Lucía, otra negra, vivía en la casa de al lado, a la derecha, como quien saca la mano para comprobar si llovizna. Lucía empinaba el codo a diario. Me mandaba a comprarle una botella de aguardiente en el bar muy cercano y cuando la tenía en su poder, la destapaba con premura y se tragaba una buena porción. Luego escupía en el piso y se pasaba los dedos por los labios. Me llamaba para que saludara a sus santos colocados sobre una improvisada peana. Levantaba a uno de ellos y aparecía una moneda que indefectiblemente depositaba en la palma de mi mano expectante.

María Ramírez ocupaba la casa a la izquierda de la de Cirila. Mujer blanca, menuda chismosa y entrometida, conocía, a través de los postigos de su ventana, los avatares, habladurías y trifulcas de la cuadra. Para competir con Cirila había decidido confeccionar arepas un poco más grandes y así le quitó algunos clientes antiguos. Sobre un árbol de almendrón tenía su morada el loro Pancho, vigía y espía al servicio de la maledicencia de María, “la que nunca comía”, como la llamábamos sus pequeños, terribles adversarios.

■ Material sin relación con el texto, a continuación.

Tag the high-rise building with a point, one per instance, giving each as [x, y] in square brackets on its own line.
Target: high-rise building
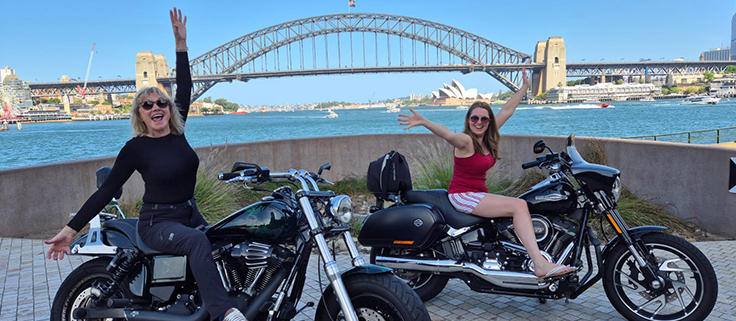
[733, 37]
[716, 54]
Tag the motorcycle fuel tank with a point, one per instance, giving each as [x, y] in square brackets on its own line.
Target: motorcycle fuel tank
[407, 226]
[268, 221]
[550, 198]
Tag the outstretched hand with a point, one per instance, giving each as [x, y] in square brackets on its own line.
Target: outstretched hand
[415, 119]
[60, 243]
[179, 25]
[524, 78]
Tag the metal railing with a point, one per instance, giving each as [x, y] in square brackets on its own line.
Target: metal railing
[706, 136]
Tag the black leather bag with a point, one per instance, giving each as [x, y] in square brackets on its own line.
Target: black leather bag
[389, 175]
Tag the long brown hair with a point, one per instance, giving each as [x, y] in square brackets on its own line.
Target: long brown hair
[490, 136]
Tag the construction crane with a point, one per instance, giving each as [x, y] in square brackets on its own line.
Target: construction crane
[89, 66]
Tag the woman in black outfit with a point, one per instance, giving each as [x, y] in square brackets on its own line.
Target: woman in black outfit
[169, 220]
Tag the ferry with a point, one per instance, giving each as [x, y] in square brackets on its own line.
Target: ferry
[331, 114]
[701, 100]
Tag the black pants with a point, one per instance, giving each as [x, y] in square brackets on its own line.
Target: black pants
[175, 229]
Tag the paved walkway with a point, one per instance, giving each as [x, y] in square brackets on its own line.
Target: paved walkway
[28, 283]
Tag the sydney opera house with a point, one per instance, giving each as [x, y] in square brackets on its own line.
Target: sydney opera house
[457, 95]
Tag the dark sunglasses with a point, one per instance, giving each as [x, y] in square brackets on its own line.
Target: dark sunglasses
[483, 120]
[161, 102]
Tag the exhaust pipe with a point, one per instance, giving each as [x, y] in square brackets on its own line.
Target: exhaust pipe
[129, 314]
[505, 279]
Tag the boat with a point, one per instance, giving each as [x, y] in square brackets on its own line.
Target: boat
[392, 109]
[331, 114]
[701, 100]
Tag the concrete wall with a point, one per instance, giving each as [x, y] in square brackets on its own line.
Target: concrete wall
[690, 180]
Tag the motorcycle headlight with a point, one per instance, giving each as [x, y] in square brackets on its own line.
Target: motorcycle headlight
[616, 189]
[341, 207]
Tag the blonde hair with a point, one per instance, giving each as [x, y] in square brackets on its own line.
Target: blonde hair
[490, 137]
[176, 121]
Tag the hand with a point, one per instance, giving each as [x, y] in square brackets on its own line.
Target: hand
[524, 78]
[415, 119]
[179, 25]
[60, 243]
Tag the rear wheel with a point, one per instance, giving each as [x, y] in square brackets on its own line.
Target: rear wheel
[76, 290]
[375, 297]
[690, 287]
[426, 285]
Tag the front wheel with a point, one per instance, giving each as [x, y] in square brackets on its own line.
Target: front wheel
[375, 297]
[690, 285]
[427, 285]
[76, 290]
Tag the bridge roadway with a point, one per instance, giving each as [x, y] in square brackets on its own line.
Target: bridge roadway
[28, 283]
[119, 86]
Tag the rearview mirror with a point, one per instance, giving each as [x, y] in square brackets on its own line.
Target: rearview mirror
[539, 146]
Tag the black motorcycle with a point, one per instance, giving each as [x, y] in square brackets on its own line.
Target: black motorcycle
[647, 274]
[261, 252]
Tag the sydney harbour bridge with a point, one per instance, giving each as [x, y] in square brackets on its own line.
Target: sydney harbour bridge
[368, 43]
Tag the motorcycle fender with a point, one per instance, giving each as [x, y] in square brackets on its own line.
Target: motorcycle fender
[635, 233]
[355, 270]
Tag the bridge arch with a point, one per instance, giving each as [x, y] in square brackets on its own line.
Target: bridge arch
[244, 54]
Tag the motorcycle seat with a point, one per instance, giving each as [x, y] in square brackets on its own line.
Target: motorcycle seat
[129, 227]
[438, 198]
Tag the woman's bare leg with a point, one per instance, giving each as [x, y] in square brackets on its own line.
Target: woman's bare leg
[493, 206]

Entre esas tres mujeres existía una enemistad y un odio acerbo y feroz. Yo ignoraba la causa o las razones hasta que un día mi padre me reveló el secreto: “Antes ellas se trataban más o menos afablemente, pero descubrieron que el viejo Carruido, el de la bodega de la esquina, las cepillaba a todas encima de los sacos llenos de maíz. Eso bastó para traer la guerra a sus hogares. Se produjo un armisticio por la intervención de sus cornudos maridos, pero los cuchillos quedaron siempre a la mano”.

 

VIII

¿Cuántos años tenía Cataplúm en el tiempo que yo lo vi por primera vez? ¿Cien? ¿Doscientos? ¿La edad de Matusalén? Con sus largas greñas y barba en desorden inaudito, sucias y empegostadas, parecía tener la edad del hombre de las cavernas o la de sus más cercanos ancestros. La vestimenta que usaba tenía ya un color indefinido, mezcla de ocre de limo con grises de cenizas de muertos. Aquel vestuario era rotundamente impermeable. Lo pude comprobar un martes de carnaval cuando los muchachos de la cuadra le arrojaron agua y ésta se escurrió a sus pies sin lograr mojarlo. Caras de asombro proliferaron por todos lados y exclamaciones de sorpresa.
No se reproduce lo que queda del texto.